Motion to Dismiss, Docket Entry No. 11, p. 8 (citing Letter, Exhibit A to Complaint, Docket Entry No. 1-1).
Id.
There is a split in the law on this issue within this district that Northstar does not address. In Carter, 135 F. Supp. 3d at 567-68, the collection letter did not explain that the statute of limitations on the debt had expired and that the defendants were thus time-barred from legally enforcing the debt. The plaintiff alleged that by "'extend[ing] . . . [a] settlement offer' on a time-barred debt, without disclosing that the debt is time-barred, Defendants falsely suggested that they could file suit to enforce the debt." Id. at 568. The plaintiff argued that it was a deceptive and unfair practice in violation of §§ 1692e and 1692f to imply that the debt was legally enforceable. Id. The court noted that "[a]ll courts agree that, where a debt collector seeks to collect on a time-barred debt, statements threatening to sue on the debt (or actions initiating suit) are sufficient to violate § 1692 of the FDCPA." Id. at 570 (citing Castro, 634 F.3d at 783). The issue was "whether the threatening of litigation is also necessary to violate § 1692, or whether . . . merely using the terms 'settle/settlement' (without disclosing that the debt is time-barred) is sufficient for a violation, as it could mislead a debtor to believe that the stale debt is legally enforceable." Id. The court held that "a debt collector's misrepresentation as to its right to sue on a debt is itself sufficient to violate § 1692; the statute imposes no additional requirement that the debt collector actually threaten to sue." See id. (discussing McMahon, 744 F.3d at 1020; Buchanan, 776 F.3d at 398-99).
The court in Daugherty, 2015 WL 3823654, at *5, recognized that the Seventh Circuit gave a contrary interpretation of the FDCPA in McMahon v. LVNV Funding, LLC, 744 F.3d 1010, 1020 (7th Cir. 2014). McMahon held that offers to "settle" time-barred debts could mislead consumers into believing that the debt was judicially enforceable, in violation of the FDCPA. The Seventh Circuit recognized that its holding conflicted with the Eighth and Third Circuits. McMahon, 744 F.3d at 1020. The Sixth Circuit followed McMahon in Buchanan v. Northland Group, Inc., 776 F.3d 393, 399-400 (6th Cir. 2015), but found that its holding did not "put it at odds" with the Third and Eighth Circuits.
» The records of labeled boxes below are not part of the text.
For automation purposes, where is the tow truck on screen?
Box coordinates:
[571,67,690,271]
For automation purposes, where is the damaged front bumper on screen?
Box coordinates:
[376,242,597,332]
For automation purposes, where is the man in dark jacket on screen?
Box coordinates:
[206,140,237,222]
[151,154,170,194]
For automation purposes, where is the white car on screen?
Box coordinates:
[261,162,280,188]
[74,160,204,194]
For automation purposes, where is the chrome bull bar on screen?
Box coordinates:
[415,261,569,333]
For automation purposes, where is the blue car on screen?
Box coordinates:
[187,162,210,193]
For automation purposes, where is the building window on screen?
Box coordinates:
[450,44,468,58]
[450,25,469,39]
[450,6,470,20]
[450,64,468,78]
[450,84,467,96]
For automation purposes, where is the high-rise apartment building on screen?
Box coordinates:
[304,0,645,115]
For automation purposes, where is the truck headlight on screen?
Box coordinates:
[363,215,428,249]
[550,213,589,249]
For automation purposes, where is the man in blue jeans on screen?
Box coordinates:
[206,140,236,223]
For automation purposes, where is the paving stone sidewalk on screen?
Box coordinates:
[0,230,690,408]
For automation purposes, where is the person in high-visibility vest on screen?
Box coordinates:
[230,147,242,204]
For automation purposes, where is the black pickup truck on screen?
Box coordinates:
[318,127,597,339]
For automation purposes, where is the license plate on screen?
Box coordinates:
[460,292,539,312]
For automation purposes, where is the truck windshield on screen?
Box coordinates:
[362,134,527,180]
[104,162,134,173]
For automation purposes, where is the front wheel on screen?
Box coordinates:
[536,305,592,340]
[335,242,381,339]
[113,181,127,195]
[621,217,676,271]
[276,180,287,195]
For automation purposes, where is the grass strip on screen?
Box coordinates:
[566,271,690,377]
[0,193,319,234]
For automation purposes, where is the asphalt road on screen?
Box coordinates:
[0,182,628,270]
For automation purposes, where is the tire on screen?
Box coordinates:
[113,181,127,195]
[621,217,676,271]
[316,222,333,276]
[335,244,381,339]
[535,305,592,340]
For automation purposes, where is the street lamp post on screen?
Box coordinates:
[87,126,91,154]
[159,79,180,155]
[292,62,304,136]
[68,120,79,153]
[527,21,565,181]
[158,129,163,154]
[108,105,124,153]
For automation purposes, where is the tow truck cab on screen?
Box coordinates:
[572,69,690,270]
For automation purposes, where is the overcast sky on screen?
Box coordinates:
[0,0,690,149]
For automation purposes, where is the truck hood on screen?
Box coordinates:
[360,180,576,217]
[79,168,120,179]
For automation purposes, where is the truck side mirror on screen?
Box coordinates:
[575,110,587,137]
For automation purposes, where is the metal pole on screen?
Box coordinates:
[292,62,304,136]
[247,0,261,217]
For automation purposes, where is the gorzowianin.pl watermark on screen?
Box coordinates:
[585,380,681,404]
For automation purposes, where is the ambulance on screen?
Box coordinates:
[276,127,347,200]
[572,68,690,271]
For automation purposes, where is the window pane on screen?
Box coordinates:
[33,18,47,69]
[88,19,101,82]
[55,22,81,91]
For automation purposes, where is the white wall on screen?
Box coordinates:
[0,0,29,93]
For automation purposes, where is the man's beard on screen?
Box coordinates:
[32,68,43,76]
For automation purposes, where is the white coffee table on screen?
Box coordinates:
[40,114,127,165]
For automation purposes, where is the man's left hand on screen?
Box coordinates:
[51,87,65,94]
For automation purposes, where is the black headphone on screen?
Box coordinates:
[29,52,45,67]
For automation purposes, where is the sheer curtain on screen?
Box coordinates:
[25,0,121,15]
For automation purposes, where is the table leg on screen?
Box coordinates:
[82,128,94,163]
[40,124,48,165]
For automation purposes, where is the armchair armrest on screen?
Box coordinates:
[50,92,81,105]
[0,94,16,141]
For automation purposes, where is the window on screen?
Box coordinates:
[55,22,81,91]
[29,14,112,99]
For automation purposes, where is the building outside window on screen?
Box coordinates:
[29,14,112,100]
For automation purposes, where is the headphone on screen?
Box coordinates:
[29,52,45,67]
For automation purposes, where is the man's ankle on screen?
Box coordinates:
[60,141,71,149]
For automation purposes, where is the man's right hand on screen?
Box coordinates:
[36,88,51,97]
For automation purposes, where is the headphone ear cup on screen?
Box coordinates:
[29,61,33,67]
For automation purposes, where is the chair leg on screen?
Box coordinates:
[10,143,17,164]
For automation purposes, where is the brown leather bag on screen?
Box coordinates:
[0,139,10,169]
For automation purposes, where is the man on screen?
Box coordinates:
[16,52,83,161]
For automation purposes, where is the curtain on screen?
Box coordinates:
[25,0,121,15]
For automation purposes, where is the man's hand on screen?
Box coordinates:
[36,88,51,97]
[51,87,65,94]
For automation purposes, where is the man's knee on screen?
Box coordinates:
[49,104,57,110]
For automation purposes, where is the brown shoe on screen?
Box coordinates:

The Carter court recognized that the Third and Eight Circuits reached a contrary interpretation of the FDCPA that the Daughtery court followed. Carter, 135 F. Supp. 3d at 571 ("However, the text of the FDCPA does not permit the one particular type of conduct proscribed under § 1692e(5) to be converted into an essential element for establishing any liability under § 1692e. For § 1692e prohibits not only threatening to take actions that cannot legally be taken, but also the use of any 'false, deceptive, or misleading representation,' including specifically those about the 'legal status' of any debt. Regardless of whether a debt collector will sue on a debt, § 1692e prohibits a debt collector from falsely or misleadingly representing that it could sue.") (citations omitted).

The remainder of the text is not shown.